Se apresuró en ir al estudio, ni se molestó en tocar la puerta la abrió y divisó al castaño sentado detrás del escritorio con la mirada clavada en unos papeles.

Levantó la mirada hasta encontrarse con los ojos esmeraldas, alzó una ceja, tenía las manos hecha puños, estaba pálida, su rostro se veía enojado y preocupado.

−¿Por qué no me dijiste lo de la prensa?− fue lo primero que salió de su boca.

−¿Hay algo interesante?− su mirada volvió a los papeles.

−Resulta que todo Japón está hablando de nuestra supuesta relación amorosa− dijo apretando las manos.

−No sabía que teníamos una relación− posó su chocolatada mirada sobre ella.

−Sí, Tomoyo me llamó diciendo que lo había visto en las noticias y que al parecer hay fotos− el semblante del castaño la desconcertó, su rostro estaba serio y prestaba atención a lo que ella decía como si no supiera nada.

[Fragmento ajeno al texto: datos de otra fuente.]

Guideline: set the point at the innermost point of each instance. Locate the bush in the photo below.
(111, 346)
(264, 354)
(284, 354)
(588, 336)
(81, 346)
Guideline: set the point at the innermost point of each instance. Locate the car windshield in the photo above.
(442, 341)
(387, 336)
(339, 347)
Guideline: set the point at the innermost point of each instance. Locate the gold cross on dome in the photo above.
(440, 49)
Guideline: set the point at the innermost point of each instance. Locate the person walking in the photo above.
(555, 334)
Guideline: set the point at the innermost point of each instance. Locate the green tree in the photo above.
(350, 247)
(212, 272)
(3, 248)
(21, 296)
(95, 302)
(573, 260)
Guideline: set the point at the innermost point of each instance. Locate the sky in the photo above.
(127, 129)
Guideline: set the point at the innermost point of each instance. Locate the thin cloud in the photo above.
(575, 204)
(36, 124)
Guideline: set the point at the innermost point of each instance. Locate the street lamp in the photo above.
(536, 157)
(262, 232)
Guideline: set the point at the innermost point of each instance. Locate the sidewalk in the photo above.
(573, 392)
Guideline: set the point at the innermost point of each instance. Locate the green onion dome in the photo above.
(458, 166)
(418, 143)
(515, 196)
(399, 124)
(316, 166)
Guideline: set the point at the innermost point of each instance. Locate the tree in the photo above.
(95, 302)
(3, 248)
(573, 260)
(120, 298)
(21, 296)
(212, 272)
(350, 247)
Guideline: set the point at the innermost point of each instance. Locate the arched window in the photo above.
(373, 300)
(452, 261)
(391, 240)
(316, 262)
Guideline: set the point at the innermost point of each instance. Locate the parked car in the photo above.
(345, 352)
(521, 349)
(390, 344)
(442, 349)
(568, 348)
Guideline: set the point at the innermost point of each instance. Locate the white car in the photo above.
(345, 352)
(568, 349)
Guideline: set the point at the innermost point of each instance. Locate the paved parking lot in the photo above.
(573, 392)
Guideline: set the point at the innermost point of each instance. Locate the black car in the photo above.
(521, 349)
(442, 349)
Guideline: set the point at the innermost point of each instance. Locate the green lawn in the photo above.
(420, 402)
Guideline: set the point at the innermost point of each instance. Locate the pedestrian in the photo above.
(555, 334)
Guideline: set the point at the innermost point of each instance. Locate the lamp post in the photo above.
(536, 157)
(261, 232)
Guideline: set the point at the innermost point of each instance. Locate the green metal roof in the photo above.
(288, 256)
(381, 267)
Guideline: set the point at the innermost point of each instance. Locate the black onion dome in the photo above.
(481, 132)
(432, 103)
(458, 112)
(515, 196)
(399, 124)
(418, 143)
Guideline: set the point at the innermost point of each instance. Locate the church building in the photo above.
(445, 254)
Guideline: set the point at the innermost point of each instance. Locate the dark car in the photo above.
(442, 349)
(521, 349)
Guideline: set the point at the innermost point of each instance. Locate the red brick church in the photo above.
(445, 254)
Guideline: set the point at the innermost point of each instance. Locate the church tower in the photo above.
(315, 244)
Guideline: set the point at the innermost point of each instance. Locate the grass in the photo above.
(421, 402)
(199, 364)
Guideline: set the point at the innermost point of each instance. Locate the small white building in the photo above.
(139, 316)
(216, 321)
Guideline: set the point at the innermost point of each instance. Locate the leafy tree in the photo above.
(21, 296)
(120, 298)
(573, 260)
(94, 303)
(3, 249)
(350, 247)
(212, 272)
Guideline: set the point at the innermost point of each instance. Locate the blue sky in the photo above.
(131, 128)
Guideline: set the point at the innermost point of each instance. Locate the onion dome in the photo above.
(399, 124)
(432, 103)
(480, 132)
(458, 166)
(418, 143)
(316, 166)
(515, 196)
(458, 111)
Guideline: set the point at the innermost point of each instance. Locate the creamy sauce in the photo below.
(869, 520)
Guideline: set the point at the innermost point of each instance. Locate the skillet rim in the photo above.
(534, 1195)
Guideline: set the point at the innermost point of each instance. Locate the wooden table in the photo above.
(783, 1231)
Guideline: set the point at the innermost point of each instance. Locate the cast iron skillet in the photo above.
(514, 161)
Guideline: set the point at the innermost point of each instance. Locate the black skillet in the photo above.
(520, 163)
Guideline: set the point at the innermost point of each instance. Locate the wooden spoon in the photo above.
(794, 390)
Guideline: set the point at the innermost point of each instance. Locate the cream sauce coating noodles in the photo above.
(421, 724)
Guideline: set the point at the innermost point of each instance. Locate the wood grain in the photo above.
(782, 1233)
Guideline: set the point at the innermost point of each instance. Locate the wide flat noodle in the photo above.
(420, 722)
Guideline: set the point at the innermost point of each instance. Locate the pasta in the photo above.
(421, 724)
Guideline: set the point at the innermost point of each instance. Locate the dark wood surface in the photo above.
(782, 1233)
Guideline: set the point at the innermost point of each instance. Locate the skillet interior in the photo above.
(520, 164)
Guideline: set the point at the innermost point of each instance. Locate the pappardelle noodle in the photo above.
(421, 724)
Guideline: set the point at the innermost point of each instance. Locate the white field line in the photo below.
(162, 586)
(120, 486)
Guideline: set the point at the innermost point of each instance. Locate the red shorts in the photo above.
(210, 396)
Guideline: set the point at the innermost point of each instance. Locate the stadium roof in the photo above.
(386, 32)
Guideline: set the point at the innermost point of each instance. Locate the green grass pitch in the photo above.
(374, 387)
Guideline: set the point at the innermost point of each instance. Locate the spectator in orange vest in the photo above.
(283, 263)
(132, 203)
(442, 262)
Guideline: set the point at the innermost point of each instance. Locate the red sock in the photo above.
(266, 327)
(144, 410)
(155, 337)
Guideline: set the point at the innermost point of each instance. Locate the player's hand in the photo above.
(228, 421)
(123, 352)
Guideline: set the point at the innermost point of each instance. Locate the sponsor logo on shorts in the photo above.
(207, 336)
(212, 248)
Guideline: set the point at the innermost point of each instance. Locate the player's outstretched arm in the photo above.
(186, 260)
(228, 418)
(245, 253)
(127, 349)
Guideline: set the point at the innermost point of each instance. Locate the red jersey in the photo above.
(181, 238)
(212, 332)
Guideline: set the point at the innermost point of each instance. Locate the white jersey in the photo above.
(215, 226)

Apartó los papeles y acercó el ordenador, no tardó mucho en encontrar lo que estaba buscando.

−¡Maldición!− exclamó mientras se ponía de pie, se pasó una mano por el cabello. ¿Cómo era posible aquello?

Lo miró con preocupación, se acercó hasta poder ver la pantalla de la laptop.

Ya tiene nueva novia− leyó con voz quebrada.

La tomó de los hombros al ver que temblaba.

−No te pongas así pequeña− le dijo.

−Ahora piensan que soy tu...− pero no pudo seguir porque varias lágrimas se le escaparon.

−No llores preciosa, me encargaré de esto− no pudo evitar estrecharla contra su pecho, verla en aquel estado le molestaba. Maldijo por los bajos, ¿cómo diablos lo habían retratado sin darse cuenta?, se separo de él y volvió a leer el artículo.

Al parecer el famoso y muy reconocido Xiao Lang Li, el dueño del gran imperio Li ya consiguió nueva novia, ¿o será solamente la sustituta de su ex novia la famosa modelo Kaho Mitsuy, será su nueva amante?− apretó los puños al leer aquello. −Las fotos demuestran unas miradas cómplices y unas sonrisas de unos muy enamorados− prefirió no seguir leyendo. −Piensan que soy tu amante− dijo en susurro. −Que vergüenza, ahora con qué cara miraré a mi padre y a mi hermano− escondió el rostro entre las manos y lloró silenciosamente.

−No tienes porque preocuparte− le aseguró.

−Pero…− él la interrumpió.

−No dejaré que este chisme se esparza− le dijo mientras le apartaba las lagrimas. –Tranquilízate y déjalo todo en mis manos− le sonrió.

No pudo evitarlo, lo abrazó y escondió el rostro entre su fuerte torso. Apoyó el mentón sobre su castaña cabellera y la abrazó, pegándola contra su cuerpo. Minutos pasaron antes de separarse y aunque ella no quería sabía que lo tenía que hacer y eso le dolió en lo más profundo de su ser ya que había pasado una semana de aquella vez que estuvieron en ese mismo estudio, luego de aquella plática sólo habían hablado respecto al trabajo.

−Vete a la cama− le dijo como si fuera una niña pequeña.

−¿Puedo quedarme aquí mientras leo?– después de todo el sueño se había ido.

Guardó silencio mientras la veía subirse en su silla y estirarse para poder alcanzar algún libro. Su mirada recorrió las perfectas curvas femeninas.

−Sabes, tengo un espectacular panorama− le dijo con picardía, aquella noche llevaba un pijama.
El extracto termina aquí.